Showing posts with label Rue Pavée Synagogue. Show all posts
Showing posts with label Rue Pavée Synagogue. Show all posts

13.9.12

Another synagogue



Normally, it should hardly have been possible for me to enter this synagogue. However I got the opportunity. (On a more official invitation, I visited another synagogue, the “Grande Synagogue” of Paris (see previous post)).

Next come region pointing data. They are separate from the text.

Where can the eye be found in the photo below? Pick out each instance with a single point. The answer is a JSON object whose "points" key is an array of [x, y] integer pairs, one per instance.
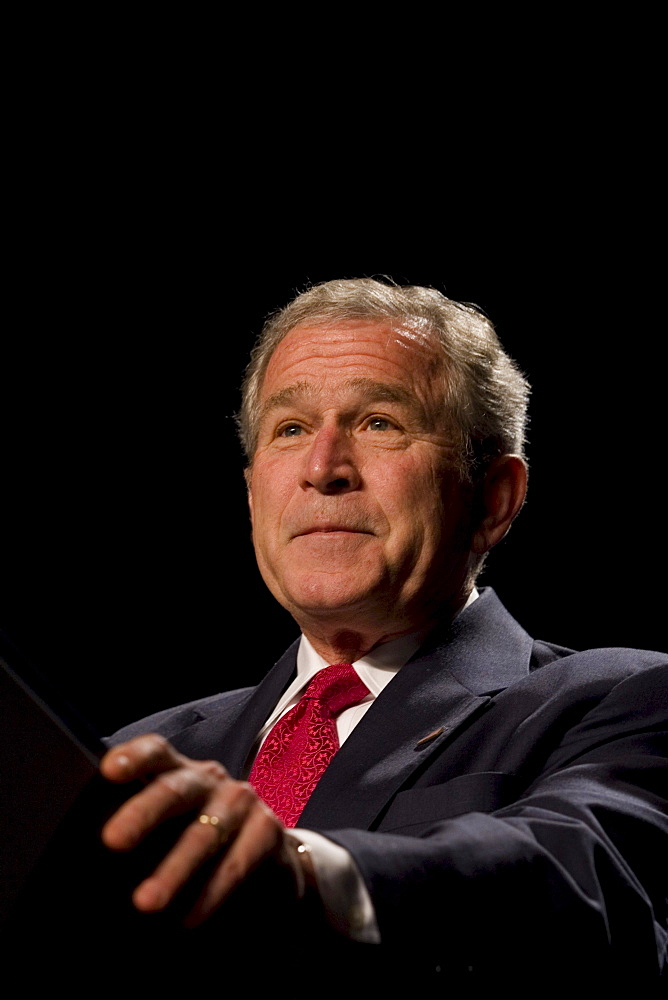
{"points": [[290, 430], [379, 424]]}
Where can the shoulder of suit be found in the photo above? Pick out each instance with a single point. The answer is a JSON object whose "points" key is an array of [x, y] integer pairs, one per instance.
{"points": [[174, 720]]}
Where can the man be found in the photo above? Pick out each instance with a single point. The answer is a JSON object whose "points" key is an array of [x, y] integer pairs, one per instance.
{"points": [[497, 804]]}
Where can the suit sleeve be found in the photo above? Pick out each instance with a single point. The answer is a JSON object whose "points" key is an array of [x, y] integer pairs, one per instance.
{"points": [[570, 877]]}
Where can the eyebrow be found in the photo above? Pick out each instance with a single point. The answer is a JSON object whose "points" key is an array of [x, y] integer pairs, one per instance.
{"points": [[368, 388]]}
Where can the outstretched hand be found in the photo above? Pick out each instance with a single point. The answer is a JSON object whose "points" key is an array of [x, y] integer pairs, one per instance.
{"points": [[230, 821]]}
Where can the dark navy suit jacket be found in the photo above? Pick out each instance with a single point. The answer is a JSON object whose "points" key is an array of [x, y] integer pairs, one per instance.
{"points": [[505, 800]]}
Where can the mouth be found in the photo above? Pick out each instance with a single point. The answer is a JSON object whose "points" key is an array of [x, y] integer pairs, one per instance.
{"points": [[332, 529]]}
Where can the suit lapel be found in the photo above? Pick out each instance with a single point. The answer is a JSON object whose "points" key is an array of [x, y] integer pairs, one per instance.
{"points": [[442, 688], [232, 747]]}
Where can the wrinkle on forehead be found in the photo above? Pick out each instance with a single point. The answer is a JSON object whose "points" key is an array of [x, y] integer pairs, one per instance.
{"points": [[366, 387]]}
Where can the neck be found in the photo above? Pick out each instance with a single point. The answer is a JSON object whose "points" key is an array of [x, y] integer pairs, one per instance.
{"points": [[346, 645]]}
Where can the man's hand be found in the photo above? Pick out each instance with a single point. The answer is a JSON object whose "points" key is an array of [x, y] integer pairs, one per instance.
{"points": [[230, 821]]}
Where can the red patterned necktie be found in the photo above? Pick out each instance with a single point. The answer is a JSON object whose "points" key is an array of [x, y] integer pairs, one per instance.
{"points": [[296, 752]]}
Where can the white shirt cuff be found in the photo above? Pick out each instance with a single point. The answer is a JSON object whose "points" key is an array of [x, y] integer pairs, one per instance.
{"points": [[345, 897]]}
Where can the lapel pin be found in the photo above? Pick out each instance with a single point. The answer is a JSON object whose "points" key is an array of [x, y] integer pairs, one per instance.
{"points": [[429, 737]]}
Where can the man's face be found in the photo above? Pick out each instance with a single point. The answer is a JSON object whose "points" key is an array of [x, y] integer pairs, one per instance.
{"points": [[357, 510]]}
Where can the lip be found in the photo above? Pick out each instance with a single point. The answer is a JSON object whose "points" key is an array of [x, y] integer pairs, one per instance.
{"points": [[328, 529]]}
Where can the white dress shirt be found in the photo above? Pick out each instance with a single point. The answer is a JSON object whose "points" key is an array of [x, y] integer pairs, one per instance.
{"points": [[347, 903]]}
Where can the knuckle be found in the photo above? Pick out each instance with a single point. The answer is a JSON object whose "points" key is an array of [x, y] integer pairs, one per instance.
{"points": [[214, 769]]}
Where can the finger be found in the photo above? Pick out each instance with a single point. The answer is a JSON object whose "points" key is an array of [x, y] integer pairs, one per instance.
{"points": [[144, 755], [171, 793], [230, 804], [200, 841], [259, 838]]}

You may have understood that I now and then do some (unpaid) “guiding” in Paris through an organization called “Parisien d’un jour” (there is also a link on my sidebar), which is part of the Global Greeter Network, working worldwide. As "Greeters" we are volunteers and to call us guides is misleading; it’s more an issue of meeting between people, walking around areas which are not the usual tourist tracks, talk about local life in general… 
    
Recently I made such a walk with a family from Israel and they had expressed the wish to see some Jewish areas and landmarks in Paris, mainly in the Marais area (see previous posts here, here, here, here, here…). So when we passed in front of the Agoudas Hakehilos Synagogue they decided to visit it and I had the privilege to join them. We were welcomed with smiles.

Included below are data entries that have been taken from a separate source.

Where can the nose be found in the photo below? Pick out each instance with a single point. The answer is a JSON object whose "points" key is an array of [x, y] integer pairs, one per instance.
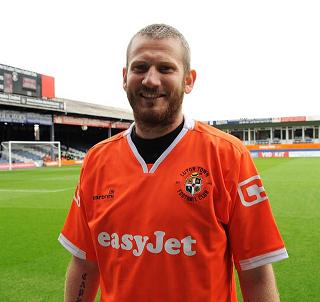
{"points": [[151, 78]]}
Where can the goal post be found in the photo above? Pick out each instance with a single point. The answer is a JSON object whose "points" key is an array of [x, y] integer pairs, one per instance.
{"points": [[24, 154]]}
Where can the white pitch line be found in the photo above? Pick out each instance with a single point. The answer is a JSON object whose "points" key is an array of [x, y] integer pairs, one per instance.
{"points": [[35, 190]]}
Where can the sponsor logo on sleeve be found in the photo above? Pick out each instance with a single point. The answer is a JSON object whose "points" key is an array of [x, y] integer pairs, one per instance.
{"points": [[251, 191], [76, 197]]}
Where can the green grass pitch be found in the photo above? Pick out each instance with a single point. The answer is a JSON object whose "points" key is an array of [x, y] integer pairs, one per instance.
{"points": [[34, 204]]}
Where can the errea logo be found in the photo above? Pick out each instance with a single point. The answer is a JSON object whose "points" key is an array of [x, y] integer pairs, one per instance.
{"points": [[251, 191], [108, 195]]}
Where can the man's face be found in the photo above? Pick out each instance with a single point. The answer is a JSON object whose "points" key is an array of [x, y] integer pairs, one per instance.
{"points": [[155, 81]]}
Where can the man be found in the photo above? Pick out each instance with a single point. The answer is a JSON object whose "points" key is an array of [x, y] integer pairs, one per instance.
{"points": [[163, 211]]}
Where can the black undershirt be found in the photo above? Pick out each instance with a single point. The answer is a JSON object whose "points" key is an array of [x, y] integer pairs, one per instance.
{"points": [[151, 149]]}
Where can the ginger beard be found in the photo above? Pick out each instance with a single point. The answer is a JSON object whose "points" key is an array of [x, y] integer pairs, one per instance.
{"points": [[162, 111]]}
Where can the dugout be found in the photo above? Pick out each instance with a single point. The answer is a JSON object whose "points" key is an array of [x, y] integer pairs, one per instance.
{"points": [[283, 130]]}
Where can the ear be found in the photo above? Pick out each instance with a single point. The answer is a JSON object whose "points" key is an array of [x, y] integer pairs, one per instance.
{"points": [[189, 81], [124, 76]]}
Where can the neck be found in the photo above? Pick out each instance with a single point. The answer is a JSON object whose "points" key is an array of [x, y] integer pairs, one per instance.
{"points": [[153, 131]]}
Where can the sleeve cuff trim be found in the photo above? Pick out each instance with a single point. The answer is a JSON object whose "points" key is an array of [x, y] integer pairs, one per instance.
{"points": [[74, 250], [260, 260]]}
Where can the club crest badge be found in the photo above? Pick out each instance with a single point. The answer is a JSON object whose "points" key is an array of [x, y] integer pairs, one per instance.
{"points": [[193, 184]]}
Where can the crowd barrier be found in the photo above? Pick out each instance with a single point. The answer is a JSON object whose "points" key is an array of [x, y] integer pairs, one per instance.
{"points": [[285, 150]]}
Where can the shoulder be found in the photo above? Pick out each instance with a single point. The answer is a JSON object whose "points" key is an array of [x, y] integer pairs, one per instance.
{"points": [[219, 138], [104, 148]]}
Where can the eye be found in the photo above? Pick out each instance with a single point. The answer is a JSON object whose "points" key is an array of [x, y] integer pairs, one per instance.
{"points": [[139, 68], [165, 69]]}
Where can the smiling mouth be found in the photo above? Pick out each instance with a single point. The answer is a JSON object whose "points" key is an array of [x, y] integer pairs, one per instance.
{"points": [[151, 96]]}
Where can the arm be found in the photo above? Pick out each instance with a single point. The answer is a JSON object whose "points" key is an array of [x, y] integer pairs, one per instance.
{"points": [[82, 281], [259, 285]]}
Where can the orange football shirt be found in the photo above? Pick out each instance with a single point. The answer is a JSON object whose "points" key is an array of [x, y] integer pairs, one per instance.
{"points": [[172, 231]]}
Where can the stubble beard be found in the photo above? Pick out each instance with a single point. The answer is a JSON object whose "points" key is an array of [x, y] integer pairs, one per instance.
{"points": [[151, 118]]}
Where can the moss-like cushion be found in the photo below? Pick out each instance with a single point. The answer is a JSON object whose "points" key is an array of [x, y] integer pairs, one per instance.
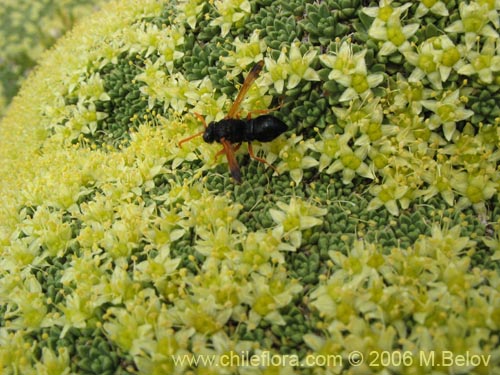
{"points": [[374, 249]]}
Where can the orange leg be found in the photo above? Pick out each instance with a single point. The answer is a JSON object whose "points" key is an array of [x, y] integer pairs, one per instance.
{"points": [[252, 155]]}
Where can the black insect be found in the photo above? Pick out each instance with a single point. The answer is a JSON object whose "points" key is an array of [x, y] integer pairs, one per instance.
{"points": [[232, 129]]}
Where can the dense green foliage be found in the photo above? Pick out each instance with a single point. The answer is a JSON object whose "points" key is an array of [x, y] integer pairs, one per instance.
{"points": [[123, 253]]}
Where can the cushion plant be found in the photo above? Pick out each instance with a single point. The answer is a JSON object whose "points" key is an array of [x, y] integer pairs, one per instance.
{"points": [[374, 249], [27, 30]]}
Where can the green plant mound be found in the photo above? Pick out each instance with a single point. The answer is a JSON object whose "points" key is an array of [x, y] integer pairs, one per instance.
{"points": [[374, 249], [26, 31]]}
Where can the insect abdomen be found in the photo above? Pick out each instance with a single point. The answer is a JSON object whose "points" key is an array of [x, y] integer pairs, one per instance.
{"points": [[265, 128]]}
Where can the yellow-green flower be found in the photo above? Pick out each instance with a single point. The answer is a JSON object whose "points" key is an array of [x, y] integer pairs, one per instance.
{"points": [[292, 153], [292, 219], [387, 27], [433, 6], [292, 68], [474, 21], [434, 59], [486, 64], [349, 69], [447, 112]]}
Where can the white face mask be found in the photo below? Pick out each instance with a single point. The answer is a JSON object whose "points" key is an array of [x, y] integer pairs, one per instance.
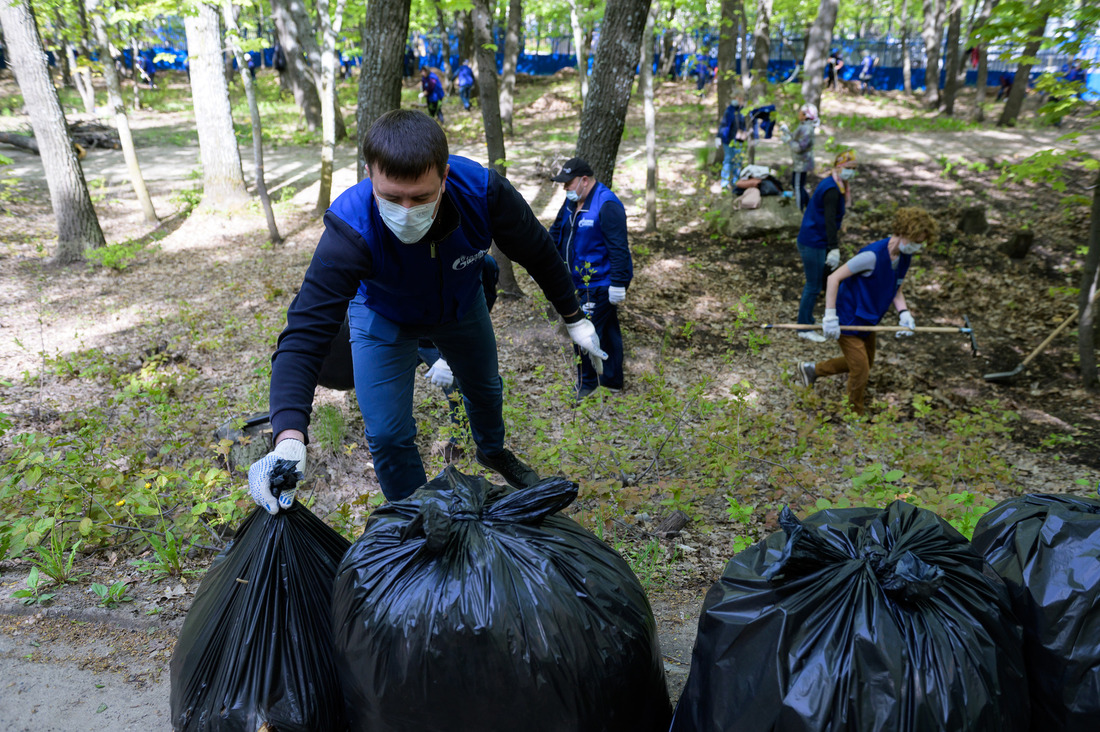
{"points": [[408, 225]]}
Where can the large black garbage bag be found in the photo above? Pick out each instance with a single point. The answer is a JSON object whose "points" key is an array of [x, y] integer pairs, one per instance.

This synagogue is for Parisians in general better known as the “Rue Pavée Synagogue” (Rue Pavée = the paved street; it was the first street in the area to be paved around 1450) and sometimes as the “Guimard Synagogue” as its Art Nouveau architect is Hector Guimard, the same who created the metro entrances and a number of buildings in Paris (see previous posts here and here).  The synagogue was officially opened in 1914. Guimard is responsibele for as well the exterior as the interior.

Agoudas Hekehilos refers to a society of orthodox Jews, mostly of Russian origin, who commissioned and financed the building.

On the evening of Yom Kippur in 1941, the building was dynamited along with six other Parisian synagogues, restored after the war. A new refurbishing of the facade would certainly be nice.